Feed a High-Quality Puppy Diet
Puppies require more calories, protein, fat, vitamins, and nutrients compared to adult dogs in order to support their rapid growth and development during the first year. It is extremely important to feed puppies a diet specifically formulated for their needs, not adult dog food. Look for premium quality puppy food that states it meets the “AAFCO guidelines for growth” on the label. Carefully follow the feeding guidelines on the puppy food package based on your puppy’s expected adult weight when fully grown. Feed the puppy on a consistent schedule of 3-4 meals per day to meet their high caloric needs.
When selecting puppy food, choose one designed specifically to support large-breed puppies if you have a large breed. For small or medium breeds, an all-life stages puppy food is appropriate. Look for high-quality ingredients, particularly quality animal-based proteins, as the first ingredient. Avoid puppy foods with lots of filler ingredients. High protein, fat, and nutrient levels are crucial for proper growth and development.
Establish a Predictable Schedule
Puppies thrive on structure and consistency. Set up a predictable routine for your puppy right away that includes feeding, potty/play breaks, training, exercise, playtime, and sleep. Try your best to stick closely to this schedule to help with housetraining. Puppies quickly learn a routine and know what to expect.
Get your puppy on a regular sleep schedule. Puppies need 18-20 hours of sleep per day. Provide plenty of opportunities for exercise and play, including multiple short walks per day, play sessions, and chew time. Interactive toys and games will help stimulate your puppy’s rapidly developing mind.

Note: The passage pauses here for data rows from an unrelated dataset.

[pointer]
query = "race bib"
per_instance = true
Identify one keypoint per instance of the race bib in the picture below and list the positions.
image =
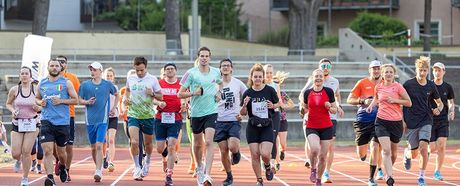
(27, 125)
(260, 109)
(168, 117)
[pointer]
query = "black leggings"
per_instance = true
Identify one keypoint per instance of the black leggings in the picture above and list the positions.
(276, 118)
(37, 149)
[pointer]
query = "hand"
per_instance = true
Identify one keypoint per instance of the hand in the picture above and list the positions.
(162, 104)
(239, 117)
(246, 101)
(149, 91)
(270, 105)
(451, 116)
(327, 105)
(91, 101)
(56, 101)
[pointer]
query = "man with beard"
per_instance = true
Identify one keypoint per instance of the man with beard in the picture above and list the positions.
(55, 95)
(362, 95)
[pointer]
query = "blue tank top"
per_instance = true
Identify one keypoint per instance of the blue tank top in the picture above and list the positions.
(56, 114)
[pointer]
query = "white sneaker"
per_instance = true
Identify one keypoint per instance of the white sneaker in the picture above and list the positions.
(17, 166)
(98, 176)
(207, 179)
(24, 181)
(137, 174)
(145, 170)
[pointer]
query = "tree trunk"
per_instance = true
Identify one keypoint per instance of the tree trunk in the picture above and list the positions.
(303, 20)
(427, 26)
(172, 26)
(40, 17)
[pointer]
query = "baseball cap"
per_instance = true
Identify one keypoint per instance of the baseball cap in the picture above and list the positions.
(95, 65)
(375, 63)
(439, 65)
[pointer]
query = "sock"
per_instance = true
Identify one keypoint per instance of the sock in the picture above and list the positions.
(372, 171)
(136, 161)
(229, 175)
(422, 173)
(147, 160)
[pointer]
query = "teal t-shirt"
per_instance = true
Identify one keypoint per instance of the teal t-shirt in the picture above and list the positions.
(205, 104)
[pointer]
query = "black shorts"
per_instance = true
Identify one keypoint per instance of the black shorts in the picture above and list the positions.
(334, 127)
(199, 124)
(365, 132)
(54, 133)
(439, 129)
(283, 126)
(71, 131)
(392, 129)
(323, 134)
(259, 134)
(113, 123)
(227, 129)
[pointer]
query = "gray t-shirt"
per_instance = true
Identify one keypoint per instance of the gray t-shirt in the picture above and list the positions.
(330, 82)
(229, 105)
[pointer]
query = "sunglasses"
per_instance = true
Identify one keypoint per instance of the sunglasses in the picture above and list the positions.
(326, 66)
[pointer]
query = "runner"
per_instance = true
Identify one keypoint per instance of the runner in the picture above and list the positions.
(205, 86)
(419, 117)
(140, 92)
(286, 103)
(276, 118)
(69, 146)
(109, 75)
(362, 95)
(21, 103)
(389, 96)
(228, 124)
(95, 95)
(319, 103)
(55, 95)
(332, 83)
(440, 130)
(259, 103)
(168, 119)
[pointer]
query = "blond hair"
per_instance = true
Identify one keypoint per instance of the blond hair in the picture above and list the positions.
(256, 67)
(422, 62)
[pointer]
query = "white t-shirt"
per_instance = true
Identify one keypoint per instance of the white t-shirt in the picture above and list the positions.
(141, 106)
(229, 107)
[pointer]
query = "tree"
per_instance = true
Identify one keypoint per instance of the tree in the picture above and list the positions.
(427, 26)
(172, 22)
(303, 20)
(40, 22)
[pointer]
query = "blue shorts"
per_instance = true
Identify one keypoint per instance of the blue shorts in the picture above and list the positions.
(227, 129)
(164, 131)
(144, 125)
(96, 133)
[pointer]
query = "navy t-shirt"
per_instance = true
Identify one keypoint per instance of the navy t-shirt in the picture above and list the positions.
(445, 92)
(420, 114)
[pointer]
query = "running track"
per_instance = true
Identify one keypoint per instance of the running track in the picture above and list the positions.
(346, 170)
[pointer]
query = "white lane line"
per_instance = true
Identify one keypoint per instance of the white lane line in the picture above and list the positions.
(276, 177)
(74, 165)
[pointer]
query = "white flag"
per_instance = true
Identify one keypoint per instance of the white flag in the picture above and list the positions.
(36, 54)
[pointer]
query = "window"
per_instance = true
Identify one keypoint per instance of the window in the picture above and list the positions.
(435, 30)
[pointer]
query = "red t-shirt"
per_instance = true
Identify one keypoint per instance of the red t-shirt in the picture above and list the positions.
(318, 115)
(169, 92)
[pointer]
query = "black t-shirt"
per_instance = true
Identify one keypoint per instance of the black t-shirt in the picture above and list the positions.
(420, 114)
(258, 97)
(445, 92)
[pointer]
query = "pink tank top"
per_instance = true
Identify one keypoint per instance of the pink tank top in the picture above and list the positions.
(24, 102)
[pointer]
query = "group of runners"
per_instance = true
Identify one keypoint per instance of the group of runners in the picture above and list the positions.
(216, 102)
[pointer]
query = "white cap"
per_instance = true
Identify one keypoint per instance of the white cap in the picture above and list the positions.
(95, 65)
(375, 63)
(439, 65)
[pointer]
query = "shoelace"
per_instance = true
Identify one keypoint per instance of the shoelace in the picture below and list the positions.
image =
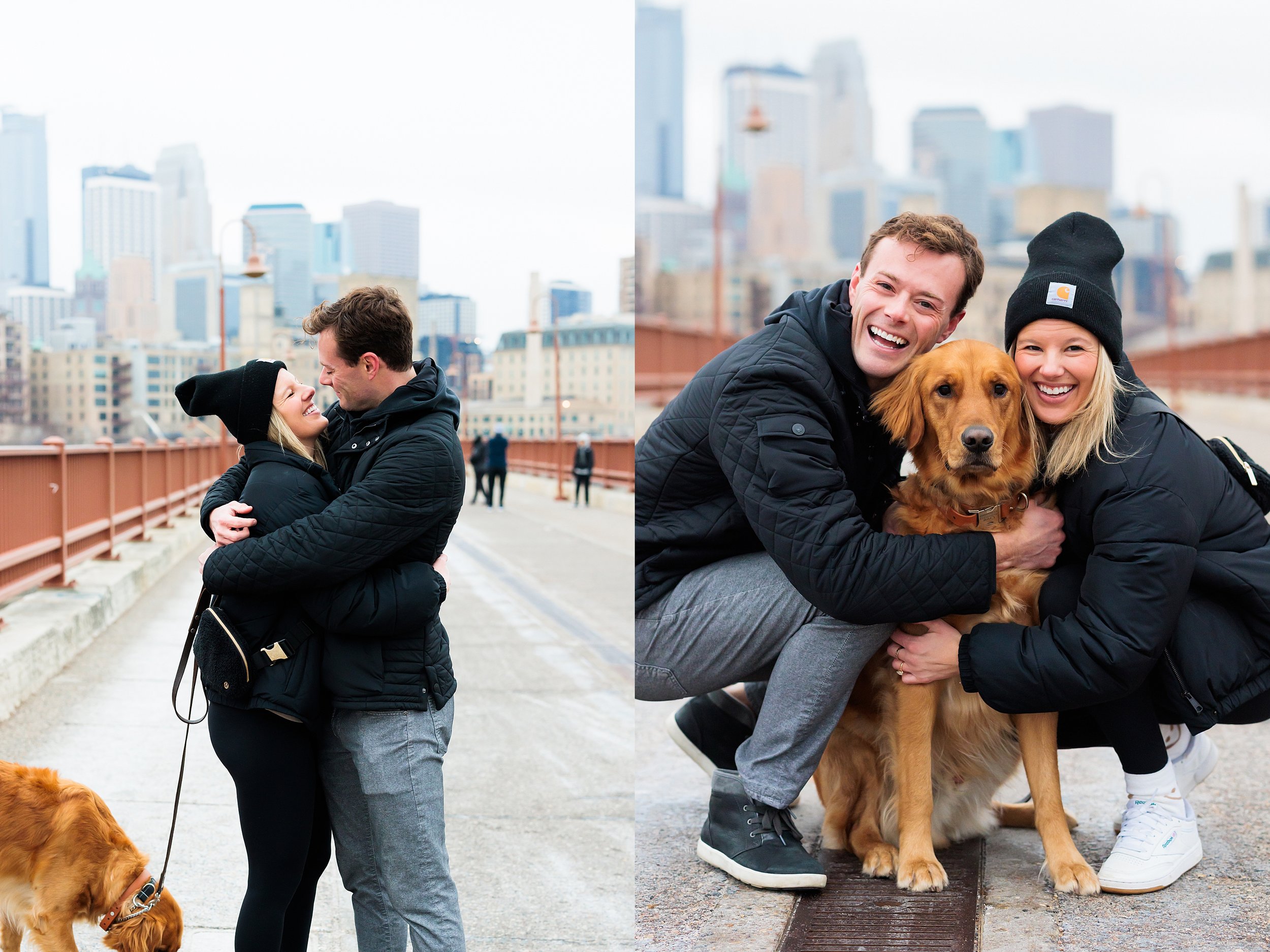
(774, 821)
(1144, 824)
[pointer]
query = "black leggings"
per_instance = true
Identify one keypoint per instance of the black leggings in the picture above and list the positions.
(285, 824)
(1129, 725)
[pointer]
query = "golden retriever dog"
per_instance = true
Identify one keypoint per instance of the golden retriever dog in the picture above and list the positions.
(916, 766)
(62, 857)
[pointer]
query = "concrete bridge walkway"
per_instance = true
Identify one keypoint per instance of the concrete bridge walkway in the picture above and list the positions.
(539, 775)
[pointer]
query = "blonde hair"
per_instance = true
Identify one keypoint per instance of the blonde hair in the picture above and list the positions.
(285, 437)
(1091, 431)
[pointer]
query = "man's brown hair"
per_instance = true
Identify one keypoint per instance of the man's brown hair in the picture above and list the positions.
(367, 320)
(941, 234)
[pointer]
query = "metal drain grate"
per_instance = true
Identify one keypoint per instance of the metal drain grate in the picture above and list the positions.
(855, 913)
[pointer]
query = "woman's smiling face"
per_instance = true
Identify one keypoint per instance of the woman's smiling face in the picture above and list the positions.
(295, 404)
(1057, 361)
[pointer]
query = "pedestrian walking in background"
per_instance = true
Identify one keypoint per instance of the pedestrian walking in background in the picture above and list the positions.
(496, 462)
(478, 459)
(583, 462)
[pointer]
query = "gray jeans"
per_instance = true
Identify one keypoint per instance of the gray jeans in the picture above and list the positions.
(742, 620)
(382, 771)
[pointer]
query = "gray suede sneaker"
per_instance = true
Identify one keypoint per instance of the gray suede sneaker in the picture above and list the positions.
(753, 842)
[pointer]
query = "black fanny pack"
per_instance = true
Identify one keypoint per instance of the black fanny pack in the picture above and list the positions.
(1251, 478)
(223, 657)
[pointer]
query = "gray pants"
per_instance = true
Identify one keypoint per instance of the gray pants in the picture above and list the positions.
(383, 776)
(741, 620)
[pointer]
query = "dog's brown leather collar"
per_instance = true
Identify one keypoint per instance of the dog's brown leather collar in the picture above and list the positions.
(108, 919)
(990, 516)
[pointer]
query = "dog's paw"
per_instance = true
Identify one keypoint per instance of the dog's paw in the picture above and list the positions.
(832, 838)
(1073, 876)
(880, 861)
(923, 875)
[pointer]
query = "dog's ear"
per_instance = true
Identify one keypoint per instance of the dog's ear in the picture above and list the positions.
(900, 408)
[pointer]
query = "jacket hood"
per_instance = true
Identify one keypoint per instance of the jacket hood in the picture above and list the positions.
(427, 393)
(826, 315)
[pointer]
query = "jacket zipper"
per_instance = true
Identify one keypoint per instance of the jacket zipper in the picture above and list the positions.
(1253, 477)
(247, 668)
(1194, 704)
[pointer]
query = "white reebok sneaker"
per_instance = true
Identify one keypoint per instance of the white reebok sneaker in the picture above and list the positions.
(1155, 847)
(1192, 767)
(1195, 765)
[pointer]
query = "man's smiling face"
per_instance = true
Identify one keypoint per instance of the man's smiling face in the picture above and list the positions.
(901, 306)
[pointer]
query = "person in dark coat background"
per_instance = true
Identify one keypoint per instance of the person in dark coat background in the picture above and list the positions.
(1156, 624)
(478, 459)
(394, 452)
(583, 462)
(760, 493)
(497, 467)
(268, 740)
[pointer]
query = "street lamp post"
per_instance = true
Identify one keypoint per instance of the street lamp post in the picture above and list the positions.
(555, 348)
(755, 123)
(255, 268)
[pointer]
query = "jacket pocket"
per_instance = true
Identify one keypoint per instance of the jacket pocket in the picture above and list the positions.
(796, 454)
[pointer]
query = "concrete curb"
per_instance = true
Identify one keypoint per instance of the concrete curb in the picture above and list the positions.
(47, 627)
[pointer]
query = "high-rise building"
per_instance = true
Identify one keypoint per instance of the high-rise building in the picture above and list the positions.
(845, 118)
(285, 238)
(191, 301)
(774, 167)
(567, 300)
(184, 212)
(383, 238)
(131, 312)
(658, 102)
(328, 250)
(953, 145)
(328, 259)
(446, 316)
(1072, 146)
(14, 372)
(23, 202)
(121, 220)
(40, 310)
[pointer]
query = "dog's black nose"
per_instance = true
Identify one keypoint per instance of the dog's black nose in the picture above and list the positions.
(977, 438)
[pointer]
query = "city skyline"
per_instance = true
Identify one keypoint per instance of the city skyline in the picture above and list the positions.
(494, 145)
(1184, 141)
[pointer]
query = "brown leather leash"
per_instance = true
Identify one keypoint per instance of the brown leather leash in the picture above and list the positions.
(145, 890)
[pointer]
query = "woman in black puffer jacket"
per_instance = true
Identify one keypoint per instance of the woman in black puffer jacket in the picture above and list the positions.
(1156, 621)
(267, 739)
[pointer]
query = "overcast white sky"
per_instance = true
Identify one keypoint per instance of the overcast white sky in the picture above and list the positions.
(507, 123)
(1188, 83)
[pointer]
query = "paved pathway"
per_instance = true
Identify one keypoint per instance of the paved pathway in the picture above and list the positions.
(684, 905)
(537, 777)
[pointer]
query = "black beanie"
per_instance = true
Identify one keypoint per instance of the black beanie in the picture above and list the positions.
(1070, 277)
(243, 398)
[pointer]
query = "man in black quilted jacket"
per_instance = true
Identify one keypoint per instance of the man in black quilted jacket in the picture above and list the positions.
(394, 452)
(760, 555)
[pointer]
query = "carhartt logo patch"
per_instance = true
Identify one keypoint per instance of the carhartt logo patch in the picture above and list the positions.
(1061, 295)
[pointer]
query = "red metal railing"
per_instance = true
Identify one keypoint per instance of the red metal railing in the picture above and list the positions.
(667, 357)
(1230, 366)
(615, 460)
(61, 505)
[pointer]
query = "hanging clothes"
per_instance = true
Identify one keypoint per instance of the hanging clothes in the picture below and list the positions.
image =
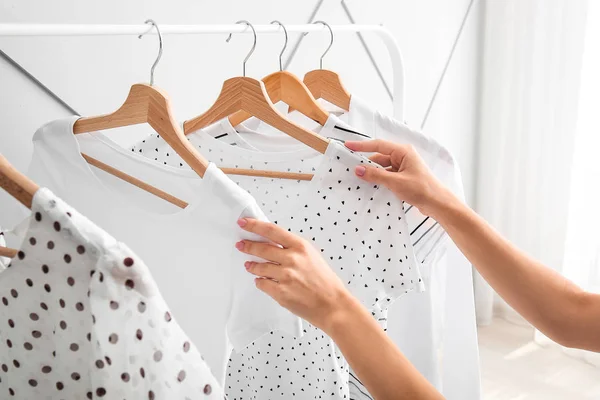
(83, 317)
(362, 233)
(190, 252)
(435, 330)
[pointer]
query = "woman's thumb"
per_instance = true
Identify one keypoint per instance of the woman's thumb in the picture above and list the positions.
(372, 174)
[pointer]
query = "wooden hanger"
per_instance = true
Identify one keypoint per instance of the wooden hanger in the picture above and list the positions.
(147, 104)
(287, 87)
(18, 186)
(325, 84)
(250, 95)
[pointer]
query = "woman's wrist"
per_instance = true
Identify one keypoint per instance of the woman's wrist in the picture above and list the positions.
(345, 311)
(442, 205)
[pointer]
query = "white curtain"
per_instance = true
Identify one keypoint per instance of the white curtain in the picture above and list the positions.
(531, 74)
(581, 261)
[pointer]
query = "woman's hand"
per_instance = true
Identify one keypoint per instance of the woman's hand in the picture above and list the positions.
(405, 174)
(296, 275)
(299, 279)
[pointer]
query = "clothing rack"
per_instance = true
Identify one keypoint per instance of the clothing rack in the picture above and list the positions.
(116, 30)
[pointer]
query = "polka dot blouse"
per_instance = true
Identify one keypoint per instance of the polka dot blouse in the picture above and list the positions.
(359, 228)
(81, 318)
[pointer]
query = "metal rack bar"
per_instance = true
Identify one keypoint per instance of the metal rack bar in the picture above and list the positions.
(12, 30)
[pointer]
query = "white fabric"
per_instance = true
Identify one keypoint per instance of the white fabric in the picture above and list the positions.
(82, 317)
(190, 252)
(435, 330)
(3, 260)
(361, 231)
(581, 262)
(530, 85)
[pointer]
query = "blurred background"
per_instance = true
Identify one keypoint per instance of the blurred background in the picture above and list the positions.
(517, 108)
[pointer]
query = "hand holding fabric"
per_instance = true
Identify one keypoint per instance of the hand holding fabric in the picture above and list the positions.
(296, 275)
(404, 173)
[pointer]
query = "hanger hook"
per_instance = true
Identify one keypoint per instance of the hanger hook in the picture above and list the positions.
(330, 42)
(154, 25)
(253, 45)
(284, 45)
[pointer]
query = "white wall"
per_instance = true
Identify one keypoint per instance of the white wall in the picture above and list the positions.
(93, 74)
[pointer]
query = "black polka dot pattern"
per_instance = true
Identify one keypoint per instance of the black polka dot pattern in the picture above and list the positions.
(67, 333)
(361, 230)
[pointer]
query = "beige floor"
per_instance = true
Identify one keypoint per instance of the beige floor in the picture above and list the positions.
(514, 368)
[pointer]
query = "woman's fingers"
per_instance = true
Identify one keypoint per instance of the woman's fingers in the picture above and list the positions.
(269, 231)
(266, 270)
(381, 159)
(373, 146)
(263, 250)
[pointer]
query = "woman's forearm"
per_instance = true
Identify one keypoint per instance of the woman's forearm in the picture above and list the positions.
(382, 368)
(553, 304)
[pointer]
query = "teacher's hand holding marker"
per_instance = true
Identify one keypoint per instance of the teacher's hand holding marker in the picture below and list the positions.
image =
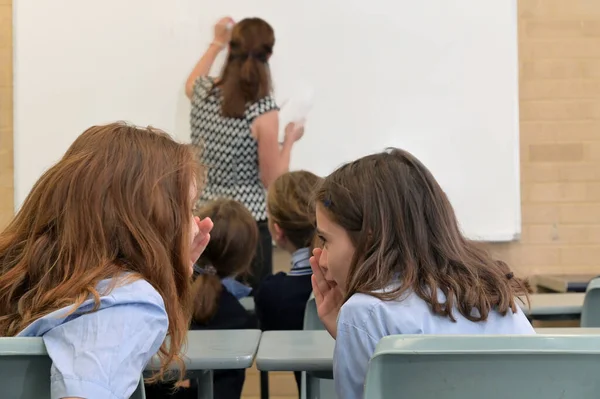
(235, 120)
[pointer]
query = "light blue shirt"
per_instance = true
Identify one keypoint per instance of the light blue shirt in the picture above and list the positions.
(101, 355)
(364, 320)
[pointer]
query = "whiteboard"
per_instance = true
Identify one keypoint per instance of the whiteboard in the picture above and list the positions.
(435, 77)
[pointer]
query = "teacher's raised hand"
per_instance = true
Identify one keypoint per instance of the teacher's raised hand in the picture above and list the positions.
(223, 29)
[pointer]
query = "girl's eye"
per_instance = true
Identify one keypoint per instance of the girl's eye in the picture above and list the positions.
(322, 241)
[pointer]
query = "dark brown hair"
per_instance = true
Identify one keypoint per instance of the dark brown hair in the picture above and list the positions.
(289, 205)
(232, 245)
(401, 223)
(246, 77)
(118, 201)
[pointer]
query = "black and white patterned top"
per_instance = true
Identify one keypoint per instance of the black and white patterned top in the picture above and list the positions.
(230, 153)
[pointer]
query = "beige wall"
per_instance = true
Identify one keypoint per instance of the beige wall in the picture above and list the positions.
(559, 44)
(559, 54)
(6, 154)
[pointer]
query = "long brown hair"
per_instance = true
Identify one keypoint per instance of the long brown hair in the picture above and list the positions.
(402, 225)
(117, 202)
(289, 205)
(246, 77)
(232, 245)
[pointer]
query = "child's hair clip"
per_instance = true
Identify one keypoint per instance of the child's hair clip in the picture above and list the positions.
(205, 270)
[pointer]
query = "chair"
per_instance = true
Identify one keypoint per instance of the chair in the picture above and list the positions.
(590, 314)
(485, 366)
(25, 369)
(315, 385)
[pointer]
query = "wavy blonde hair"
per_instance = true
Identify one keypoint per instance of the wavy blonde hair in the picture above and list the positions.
(117, 202)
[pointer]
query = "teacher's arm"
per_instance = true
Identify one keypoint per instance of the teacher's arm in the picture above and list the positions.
(219, 43)
(202, 68)
(273, 159)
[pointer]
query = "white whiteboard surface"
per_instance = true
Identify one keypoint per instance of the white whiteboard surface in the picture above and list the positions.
(436, 77)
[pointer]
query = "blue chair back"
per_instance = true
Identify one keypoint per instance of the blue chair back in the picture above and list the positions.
(485, 366)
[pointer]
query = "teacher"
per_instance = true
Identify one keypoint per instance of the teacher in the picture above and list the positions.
(235, 120)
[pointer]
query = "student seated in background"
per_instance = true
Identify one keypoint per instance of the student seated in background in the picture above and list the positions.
(394, 261)
(215, 291)
(281, 299)
(98, 260)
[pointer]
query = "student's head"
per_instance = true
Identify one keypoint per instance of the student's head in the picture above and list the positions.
(246, 77)
(119, 201)
(291, 211)
(229, 253)
(384, 217)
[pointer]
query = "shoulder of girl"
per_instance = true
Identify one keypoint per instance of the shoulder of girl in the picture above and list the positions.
(359, 306)
(137, 291)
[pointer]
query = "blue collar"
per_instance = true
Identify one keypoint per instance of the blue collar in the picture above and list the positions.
(301, 263)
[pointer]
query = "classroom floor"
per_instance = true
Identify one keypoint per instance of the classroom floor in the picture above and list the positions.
(281, 385)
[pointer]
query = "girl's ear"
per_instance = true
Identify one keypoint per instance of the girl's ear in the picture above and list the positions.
(279, 234)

The predictability of a consistent schedule helps reduce stress for puppies. They learn when to expect meals, potty time, training, sleep, and play. Routines make puppies feel secure. But make sure to build in variety, too, with socialization experiences and exposure to new environments.
Caring for a new puppy takes a lot of time, patience, and diligence – but it is extremely rewarding! Follow this guide, and you can ensure your puppy gets off to the best paws-sible start in their new home. Enjoy this special time with your furry new best friend!